# Snapper Dog At Work



## EDDIE BUCK (Jul 17, 2005)




----------



## braggscowboy (Jan 6, 2004)

Don't let rock see that turtle.


----------



## big rockpile (Feb 24, 2003)

braggscowboy said:


> Don't let rock see that turtle.


Too Late! :whistlin: :heh: Dinner.

big rockpile


----------



## mothernature (Aug 22, 2010)

AHHHHHHH, that brings back childhood memories of snappin' turtle soup parties with the neighbors!


----------



## Micheal (Jan 28, 2009)

That turtle wouldn't have been laying eggs, would she/it???????
As for eating - ahhh I'll pass - always seemed like way to much work for what you got.


----------



## big rockpile (Feb 24, 2003)

Micheal said:


> That turtle wouldn't have been laying eggs, would she/it???????
> As for eating - ahhh I'll pass - always seemed like way to much work for what you got.
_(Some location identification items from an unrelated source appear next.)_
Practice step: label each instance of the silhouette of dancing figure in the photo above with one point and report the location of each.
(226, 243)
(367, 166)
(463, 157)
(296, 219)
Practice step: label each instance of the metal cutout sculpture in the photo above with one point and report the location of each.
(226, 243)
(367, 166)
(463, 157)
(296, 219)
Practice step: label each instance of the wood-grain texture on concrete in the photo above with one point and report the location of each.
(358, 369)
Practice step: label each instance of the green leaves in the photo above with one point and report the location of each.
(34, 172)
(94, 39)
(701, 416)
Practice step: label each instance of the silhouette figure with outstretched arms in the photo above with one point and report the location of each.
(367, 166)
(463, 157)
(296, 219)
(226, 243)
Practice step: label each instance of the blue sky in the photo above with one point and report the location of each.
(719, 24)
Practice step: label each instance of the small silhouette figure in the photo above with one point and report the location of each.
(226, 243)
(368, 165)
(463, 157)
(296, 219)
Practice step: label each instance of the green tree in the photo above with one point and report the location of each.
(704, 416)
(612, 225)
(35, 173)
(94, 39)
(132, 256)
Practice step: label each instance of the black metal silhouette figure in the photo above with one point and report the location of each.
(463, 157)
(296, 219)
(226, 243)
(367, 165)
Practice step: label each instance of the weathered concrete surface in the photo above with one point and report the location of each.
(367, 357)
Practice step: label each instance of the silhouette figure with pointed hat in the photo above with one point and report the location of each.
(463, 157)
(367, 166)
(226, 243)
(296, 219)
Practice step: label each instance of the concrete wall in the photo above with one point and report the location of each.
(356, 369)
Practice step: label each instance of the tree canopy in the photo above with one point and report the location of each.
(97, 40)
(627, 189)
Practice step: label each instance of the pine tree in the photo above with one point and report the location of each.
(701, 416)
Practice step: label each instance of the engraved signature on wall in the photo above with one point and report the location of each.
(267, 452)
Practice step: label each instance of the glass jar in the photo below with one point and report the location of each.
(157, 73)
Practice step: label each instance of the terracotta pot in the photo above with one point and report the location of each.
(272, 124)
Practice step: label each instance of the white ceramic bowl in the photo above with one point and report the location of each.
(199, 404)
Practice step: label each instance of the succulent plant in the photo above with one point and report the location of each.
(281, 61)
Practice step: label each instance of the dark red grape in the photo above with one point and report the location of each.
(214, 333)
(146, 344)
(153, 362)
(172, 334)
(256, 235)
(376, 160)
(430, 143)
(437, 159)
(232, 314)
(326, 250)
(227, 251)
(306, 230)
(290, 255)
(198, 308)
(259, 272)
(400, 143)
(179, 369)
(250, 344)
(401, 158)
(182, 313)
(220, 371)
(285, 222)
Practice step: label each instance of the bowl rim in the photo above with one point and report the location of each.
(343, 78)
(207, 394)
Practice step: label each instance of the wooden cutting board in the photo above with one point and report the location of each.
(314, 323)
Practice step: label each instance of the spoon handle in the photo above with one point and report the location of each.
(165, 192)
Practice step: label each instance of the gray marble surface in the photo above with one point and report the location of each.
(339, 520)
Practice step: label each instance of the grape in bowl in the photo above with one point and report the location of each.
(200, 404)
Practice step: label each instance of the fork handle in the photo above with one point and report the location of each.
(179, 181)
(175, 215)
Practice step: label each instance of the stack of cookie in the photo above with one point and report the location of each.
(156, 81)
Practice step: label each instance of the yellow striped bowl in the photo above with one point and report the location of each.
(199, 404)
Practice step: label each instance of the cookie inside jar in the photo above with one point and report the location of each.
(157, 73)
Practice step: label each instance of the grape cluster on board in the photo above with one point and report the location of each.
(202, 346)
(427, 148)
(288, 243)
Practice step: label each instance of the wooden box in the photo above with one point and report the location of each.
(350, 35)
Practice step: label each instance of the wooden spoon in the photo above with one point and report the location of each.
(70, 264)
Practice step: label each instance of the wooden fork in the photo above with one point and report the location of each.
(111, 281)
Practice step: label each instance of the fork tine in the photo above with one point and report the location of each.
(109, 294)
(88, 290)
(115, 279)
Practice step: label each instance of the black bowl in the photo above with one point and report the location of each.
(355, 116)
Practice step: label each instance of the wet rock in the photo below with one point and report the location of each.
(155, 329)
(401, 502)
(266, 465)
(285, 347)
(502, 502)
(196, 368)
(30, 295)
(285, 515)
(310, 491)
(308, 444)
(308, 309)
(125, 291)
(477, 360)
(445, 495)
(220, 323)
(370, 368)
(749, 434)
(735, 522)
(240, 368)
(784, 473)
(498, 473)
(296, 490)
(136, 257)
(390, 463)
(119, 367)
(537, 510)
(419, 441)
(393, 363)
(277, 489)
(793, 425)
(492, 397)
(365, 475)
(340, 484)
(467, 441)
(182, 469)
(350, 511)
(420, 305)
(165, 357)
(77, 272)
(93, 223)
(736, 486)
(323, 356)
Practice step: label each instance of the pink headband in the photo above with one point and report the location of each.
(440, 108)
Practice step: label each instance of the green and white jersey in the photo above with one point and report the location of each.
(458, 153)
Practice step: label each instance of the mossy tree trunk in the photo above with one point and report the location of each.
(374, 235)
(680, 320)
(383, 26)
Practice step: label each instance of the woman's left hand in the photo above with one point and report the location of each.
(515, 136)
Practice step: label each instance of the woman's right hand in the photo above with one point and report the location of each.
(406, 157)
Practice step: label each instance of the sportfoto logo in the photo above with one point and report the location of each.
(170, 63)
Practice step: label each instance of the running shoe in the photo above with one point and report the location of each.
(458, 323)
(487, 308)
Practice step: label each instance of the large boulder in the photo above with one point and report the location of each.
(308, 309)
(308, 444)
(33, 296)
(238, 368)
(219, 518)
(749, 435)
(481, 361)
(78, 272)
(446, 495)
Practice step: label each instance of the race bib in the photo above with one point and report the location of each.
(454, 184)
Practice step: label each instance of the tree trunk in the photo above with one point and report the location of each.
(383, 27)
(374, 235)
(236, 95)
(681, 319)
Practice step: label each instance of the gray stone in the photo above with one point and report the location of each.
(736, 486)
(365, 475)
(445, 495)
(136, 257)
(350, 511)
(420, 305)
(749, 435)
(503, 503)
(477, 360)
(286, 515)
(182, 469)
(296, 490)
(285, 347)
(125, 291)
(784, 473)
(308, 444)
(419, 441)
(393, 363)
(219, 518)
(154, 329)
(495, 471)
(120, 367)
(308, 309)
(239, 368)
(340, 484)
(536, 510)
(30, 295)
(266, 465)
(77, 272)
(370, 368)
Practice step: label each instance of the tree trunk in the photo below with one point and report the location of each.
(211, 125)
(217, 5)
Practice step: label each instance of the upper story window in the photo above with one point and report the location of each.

Looks like that's what she was doing.So she is done "COOT" HER!

big rockpile


----------



## EDDIE BUCK (Jul 17, 2005)

Yea,they are coming out of the swamp to lay their eggs on high ground.


----------



## Danaus29 (Sep 12, 2005)

big rockpile said:


> Looks like that's what she was doing.So she is done "COOT" HER!
> 
> big rockpile


So when's dinner????


----------